In response to an earlier posting on ecological humility, Tommi Ushanov noted Huxley's critique of Wordsworthian adoration of nature. I am now writing a shorter paper for a book (edited by my colleague Mike Austin) on "applied virtue ethics," in which I start with Huxley vs. Wordsworth. I also plan to use the passage above by Murdoch.

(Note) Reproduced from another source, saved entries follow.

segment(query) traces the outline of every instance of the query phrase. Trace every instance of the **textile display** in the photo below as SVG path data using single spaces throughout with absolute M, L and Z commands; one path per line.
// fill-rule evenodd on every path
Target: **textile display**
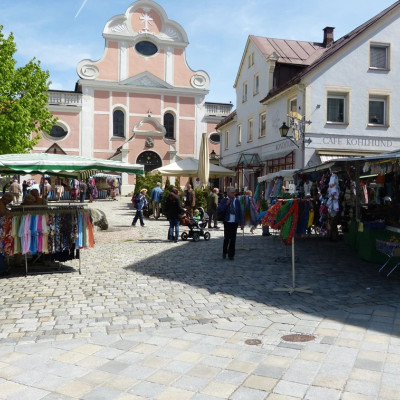
M 248 226 L 256 226 L 258 211 L 257 205 L 252 196 L 244 195 L 240 196 L 240 206 L 242 207 L 244 224 Z M 231 205 L 233 202 L 231 203 Z M 233 213 L 235 210 L 233 210 Z
M 89 210 L 40 210 L 0 218 L 0 254 L 5 256 L 44 253 L 66 261 L 89 247 L 94 247 Z
M 280 238 L 286 245 L 292 243 L 295 233 L 305 234 L 313 214 L 311 200 L 279 200 L 266 212 L 262 225 L 280 229 Z

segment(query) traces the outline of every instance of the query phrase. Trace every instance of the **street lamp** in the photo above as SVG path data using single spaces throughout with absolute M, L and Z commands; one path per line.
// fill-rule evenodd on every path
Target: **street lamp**
M 295 114 L 295 115 L 294 115 Z M 311 121 L 306 121 L 305 117 L 300 114 L 291 113 L 289 115 L 289 126 L 285 122 L 279 128 L 282 138 L 289 139 L 297 148 L 301 149 L 301 167 L 304 168 L 306 143 L 310 144 L 312 140 L 305 138 L 305 127 L 310 125 Z M 289 130 L 292 129 L 293 136 L 288 136 Z

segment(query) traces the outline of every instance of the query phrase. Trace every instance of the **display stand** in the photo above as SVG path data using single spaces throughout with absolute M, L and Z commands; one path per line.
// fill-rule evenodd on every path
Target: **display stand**
M 397 261 L 395 266 L 392 267 L 389 273 L 386 275 L 386 277 L 388 278 L 392 274 L 392 272 L 394 272 L 400 265 L 400 243 L 387 242 L 377 239 L 376 249 L 388 257 L 387 261 L 379 268 L 379 273 L 381 273 L 391 261 Z
M 236 250 L 253 250 L 252 248 L 245 247 L 245 245 L 244 245 L 244 228 L 242 230 L 242 245 L 239 247 L 236 247 Z
M 294 237 L 292 239 L 292 286 L 285 285 L 283 288 L 273 289 L 274 292 L 288 292 L 290 295 L 294 292 L 309 293 L 314 292 L 308 287 L 296 287 L 296 268 L 295 268 L 295 255 L 294 255 Z

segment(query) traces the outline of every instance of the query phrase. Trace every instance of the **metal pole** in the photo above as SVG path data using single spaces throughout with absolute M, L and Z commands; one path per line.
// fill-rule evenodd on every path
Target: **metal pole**
M 294 265 L 294 236 L 292 238 L 292 288 L 296 288 L 296 267 Z

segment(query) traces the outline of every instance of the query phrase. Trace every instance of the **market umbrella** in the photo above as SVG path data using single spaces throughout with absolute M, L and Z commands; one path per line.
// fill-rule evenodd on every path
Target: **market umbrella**
M 156 168 L 151 171 L 152 173 L 159 173 L 163 176 L 191 176 L 197 177 L 199 170 L 199 161 L 195 158 L 185 158 L 164 167 Z M 221 167 L 220 165 L 210 164 L 209 177 L 222 178 L 224 176 L 235 176 L 235 171 L 228 168 Z
M 122 161 L 51 153 L 0 155 L 0 174 L 52 174 L 81 180 L 98 171 L 144 175 L 143 165 Z
M 208 154 L 208 138 L 207 133 L 201 136 L 199 162 L 197 176 L 200 179 L 200 186 L 207 187 L 210 173 L 210 156 Z

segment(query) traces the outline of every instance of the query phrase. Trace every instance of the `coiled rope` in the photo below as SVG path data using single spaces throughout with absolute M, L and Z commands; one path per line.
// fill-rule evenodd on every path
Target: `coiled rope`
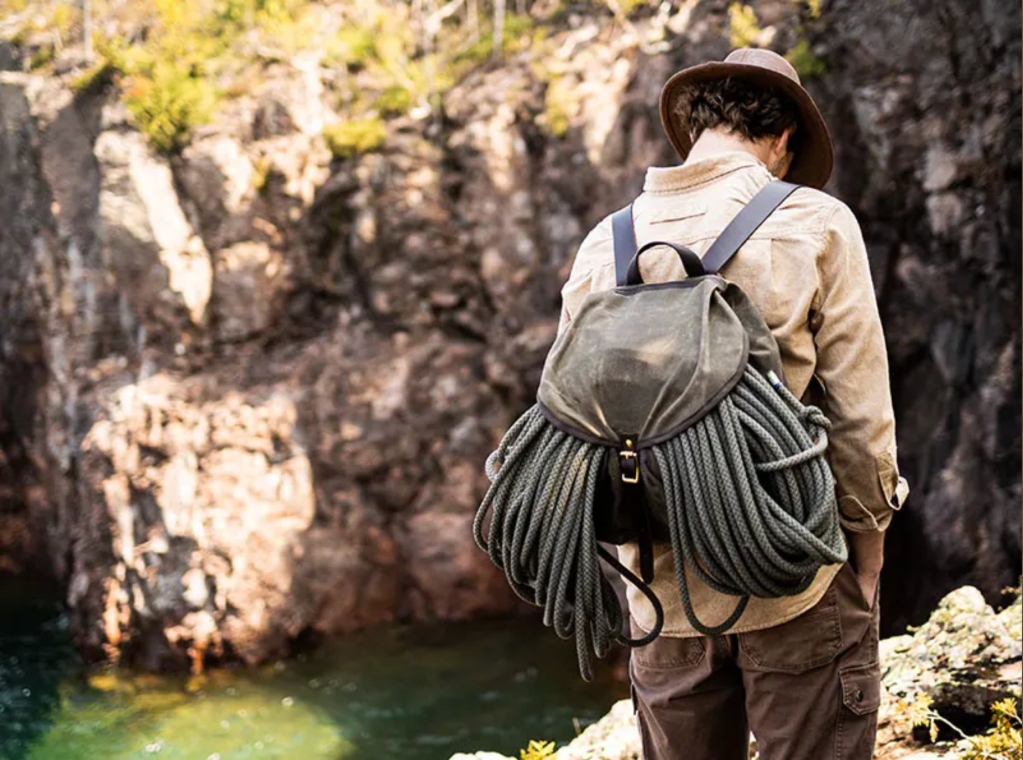
M 702 419 L 650 447 L 663 481 L 679 593 L 699 632 L 722 633 L 751 596 L 798 594 L 821 565 L 845 561 L 824 458 L 829 428 L 819 409 L 804 407 L 776 378 L 747 368 Z M 606 457 L 616 453 L 557 429 L 533 406 L 488 457 L 491 485 L 473 524 L 476 543 L 515 592 L 542 607 L 544 624 L 560 637 L 575 638 L 579 672 L 587 681 L 591 651 L 603 657 L 612 641 L 644 646 L 660 634 L 664 617 L 649 586 L 597 543 L 598 476 Z M 653 606 L 657 624 L 646 636 L 625 635 L 601 558 Z M 686 563 L 711 588 L 740 597 L 722 623 L 697 618 Z

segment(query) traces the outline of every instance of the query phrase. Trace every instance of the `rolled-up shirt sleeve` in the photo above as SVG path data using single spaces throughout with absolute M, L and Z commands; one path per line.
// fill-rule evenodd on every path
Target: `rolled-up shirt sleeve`
M 884 530 L 909 487 L 896 460 L 888 355 L 867 250 L 845 204 L 831 212 L 818 277 L 811 329 L 832 423 L 828 450 L 841 522 L 850 531 Z

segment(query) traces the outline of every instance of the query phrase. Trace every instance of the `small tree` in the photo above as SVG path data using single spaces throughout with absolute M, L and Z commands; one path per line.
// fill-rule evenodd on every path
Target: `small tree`
M 82 0 L 82 54 L 92 63 L 92 2 Z
M 494 58 L 504 50 L 504 0 L 494 0 Z

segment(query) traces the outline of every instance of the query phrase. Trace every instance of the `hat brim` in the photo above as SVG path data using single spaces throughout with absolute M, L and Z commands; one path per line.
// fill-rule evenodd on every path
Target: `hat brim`
M 792 158 L 792 165 L 785 179 L 800 185 L 808 185 L 820 189 L 827 184 L 834 166 L 834 151 L 831 147 L 831 135 L 824 124 L 824 117 L 817 109 L 813 98 L 801 85 L 781 74 L 763 66 L 745 63 L 725 63 L 709 61 L 697 66 L 683 69 L 669 79 L 661 90 L 661 124 L 668 135 L 675 152 L 684 161 L 692 150 L 693 141 L 683 128 L 675 114 L 675 103 L 683 87 L 694 84 L 713 82 L 729 77 L 741 78 L 745 81 L 764 87 L 775 87 L 795 101 L 799 110 L 800 123 L 799 150 Z

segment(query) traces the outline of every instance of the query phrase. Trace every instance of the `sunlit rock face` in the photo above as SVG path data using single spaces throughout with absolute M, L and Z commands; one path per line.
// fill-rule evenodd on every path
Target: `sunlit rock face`
M 150 667 L 517 609 L 469 533 L 483 459 L 583 235 L 675 160 L 659 88 L 727 53 L 727 6 L 577 15 L 549 59 L 481 67 L 346 160 L 310 60 L 171 158 L 109 86 L 2 74 L 0 564 L 67 583 L 92 656 Z M 757 13 L 819 59 L 828 190 L 887 330 L 913 495 L 883 625 L 966 582 L 995 601 L 1021 562 L 1019 8 Z

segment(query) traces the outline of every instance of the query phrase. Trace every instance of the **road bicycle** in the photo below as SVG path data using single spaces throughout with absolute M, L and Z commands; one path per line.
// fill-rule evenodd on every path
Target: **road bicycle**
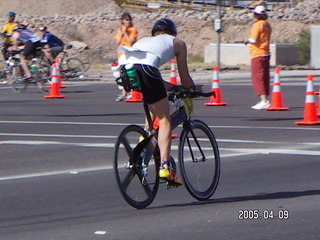
M 186 189 L 200 201 L 209 199 L 218 186 L 219 148 L 208 125 L 191 119 L 190 104 L 181 104 L 181 99 L 190 103 L 191 98 L 212 94 L 183 88 L 176 88 L 169 94 L 169 100 L 178 106 L 171 115 L 172 128 L 181 123 L 183 126 L 178 147 L 172 146 L 171 150 L 178 152 L 179 168 Z M 153 126 L 148 104 L 143 105 L 148 125 Z M 137 209 L 146 208 L 153 202 L 159 184 L 165 183 L 167 188 L 175 187 L 159 178 L 161 163 L 157 130 L 151 128 L 147 131 L 138 125 L 129 125 L 122 130 L 115 144 L 113 167 L 118 187 L 125 201 Z M 169 162 L 171 170 L 177 172 L 172 157 Z
M 29 69 L 32 74 L 30 79 L 24 79 L 23 69 L 20 62 L 20 51 L 9 51 L 8 60 L 0 62 L 0 82 L 9 84 L 14 92 L 24 92 L 30 83 L 42 83 L 42 90 L 47 90 L 50 84 L 51 66 L 41 62 L 41 49 L 37 49 L 29 61 Z
M 67 50 L 71 49 L 72 45 L 67 45 L 66 50 L 59 52 L 53 57 L 57 60 L 59 59 L 59 68 L 61 78 L 66 81 L 77 80 L 83 76 L 85 72 L 89 70 L 91 67 L 90 62 L 84 62 L 77 57 L 69 57 L 69 53 Z M 40 62 L 51 65 L 51 61 L 46 58 L 42 49 L 46 49 L 45 47 L 41 47 L 41 52 L 39 55 Z
M 46 63 L 41 63 L 38 57 L 31 59 L 29 64 L 31 78 L 25 79 L 17 74 L 17 71 L 13 71 L 12 89 L 17 93 L 23 93 L 30 84 L 40 82 L 42 85 L 42 91 L 48 92 L 48 87 L 51 84 L 51 66 Z M 17 69 L 17 68 L 14 68 Z M 20 69 L 22 72 L 22 69 Z
M 18 51 L 8 52 L 8 59 L 0 61 L 0 84 L 11 85 L 17 71 L 17 67 L 20 67 L 20 55 Z
M 71 48 L 71 45 L 66 46 L 67 50 Z M 79 79 L 91 67 L 88 61 L 82 61 L 77 57 L 69 57 L 67 51 L 62 51 L 58 57 L 60 58 L 60 73 L 63 80 Z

So, one in a Huxleyan frame of mind might wonder whether we can only give attention to nature in the way Murdoch describes once nature has been tamed and made safe. (If we are in the "tropics" and a hungry tiger spots us, we will no doubt give attention to the tiger, but we will also care not to become the tiger's dinner.) Huxley:
The inhabitants of the tropics have no such comforting reasons for adoring the sinister forces which hem them in on every side….Rivers imply wading, swimming, alligators. Plains mean swamps, forests, fevers. Mountains are either dangerous or impassable. To travel is to hack one’s way laboriously through a tangled, prickly, and venomous darkness.True. But then it can't all be bad either, otherwise we wouldn't be here. (Huxley acknowledges that.) Provisionally, it seems one could argue that even the "hostile and sinister" in nature can humble, precisely because of its otherness (or, if you like the word, it's alterity). Such aspects of nature force us confront the fact that the natural world does not--naturally, as it were--revolve around us, and challenges the self-serving idea that nature was created for us (or, challenges a self-serving way of interpreting that idea as meaning that nature is just a stock of resources for human use; what then of all the animals that Job cannot control?).
Of course, the moment you've been spotted by a hungry tiger is not the moment to wax philosophical. Unless that tiger has been hanging out with Jeff McMahan.